На степном горизонте по небосклону ползли кучевые облака. Они густели и сливались в караваны навьюченных верблюдов, превращались в башни, в сказочных богатырей с длинными бородами ливня. С другой стороны, от Жигулевских гор, надвигались двухъярусные тучи, напоминая грудастых буйволов, подгоняемых бичами молний. Над Крутояром помрачнело. Быть здесь весенней грозе с ливнем. Друзья с тревогой поглядывали на небо. Еще не все обговорено, еще не все обдумано.
— Конечно, Володя, — сказал Василий Ярцев, — ты должен лететь в Москву сегодня же.
— В очередной или административный отпуск? — спросил Витя Кубанец.
— Нет, ни то и ни другое, — ответил Василий. — В очередном он был. Завтра с утра договоримся, чтоб на вашем агрегате начал стажироваться резервный экипаж, а вас пошлют на две недели в жилстрой…
— Вот молодец, правильно придумал, — одобрил это предложение Рустам. — Каждому по одной лишней смене в неделю. Я могу через день выходить за него.
— Принято, — заключил Ярцев. — Пусть Володя летит сегодня в ночь, а мы с утра зайдем к начальнику цеха и договоримся, кто в какой день будет выходить за Волкорезова.
— Пожалуй, надо сразу составить график выходов, — предложил Афоня Яманов. — Ну, хотя бы недели на две…
— Не надо… — остановил его Ярцев. — Володя пробудет в Москве столько времени, сколько потребует обстановка… Слышишь, Волкорезов?
Володя поднял голову, посмотрел на небо и ответил куда-то в пространство:
— Работать за меня собрались… Вернусь через два-три дня. Повидаю отца и вернусь.

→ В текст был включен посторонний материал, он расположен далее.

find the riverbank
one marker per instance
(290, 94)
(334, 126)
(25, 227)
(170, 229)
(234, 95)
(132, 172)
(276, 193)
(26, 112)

Над Крутояром блеснул зигзаг синей молнии. Ее острый конец скользнул возле мотоцикла, метнулся под машину и, свернувшись в продолговатый клубок, напоминающий кувшин, наполненный яркой желтизной, покатился к обрыву берега. Редкое явление природы — шаровая молния весной. Она, казалось, опалила берег, и там вздыбились серые столбы вихревой мглы. Какое-то мгновение шаровая молния будто пыталась воспламенить эти столбы, но они крутыми спиралями ввинчивались в низкое небо, откуда низвергался хлесткий ливень. Сотрясающие воздух и землю раскаты громовых разрядов, ураганный ветер с ливнем будто вознамерились смахнуть и смыть все, что прицепилось и выросло за эти короткие годы на голой степной возвышенности. Может, поэтому она и была такой голой, что здесь, перед хребтом Жигулевских гор, нависших над материковым руслом Волги, время от времени вступали в яростное противоборство два потока ветров — злых, суховейных со степных просторов и не менее грозных, с тяжелыми тучами, которые собираются под прикрытием всхолмленного правобережья и потом разбегаются вдоль рукава Волги. Ведь именно здесь, в Жигулях, Волга сделала замысловатую петлю, вроде бы подготовила арену для столкновения могучих сил природы.
Друзья укрылись в машинах.
Осатанело небо, застонала земля, забился, как в лихорадке, Крутояр. Раскаты грома глохли в ревущем круговороте ураганного ветра и хлынувшего степного ливня. Песчаные гривы взбухали и пузырились. Полянки покрылись прыгающими шляпками каких-то водянистых цветков, похожих на одуванчики, будто не ливень с неба, а сама земля выталкивала их для спасения своего покрова: огонь гасится огнем, а вода — водой.
Еще один заход урагана — и вырванные с корнем стебли отзимовавшей лебеды поволокли за собой хвосты непроглядной мглы. Стало темно. Лишь всплески ярких молний на мгновение обнажали наползающие одна на другую толстые черные тучи над Крутояром. И будто этого момента ждала перегороженная здесь Волга. Раскачалось и расходилось рукотворное море. Не брызги и пену, а словно дым с искрами и синим пламенем выбрасывали на высокий берег вздыбившиеся волны. Теперь они уже не ухали «ух-ходи, ух-ходи», а громыхали, как залпы салюта. И Крутояр ходуном заходил, точно собрался сдаться на милость разбушевавшейся стихии, сбросить, стряхнуть с себя сотворенное человеческими руками. Штормовые удары напористых волн отдавались подземными толчками так, словно там, под обрывом берега, запульсировал вулкан неукротимой силы. Казалось, горы, степь опрокинутся и отступят под напором неистовых волн и ураганного ветра.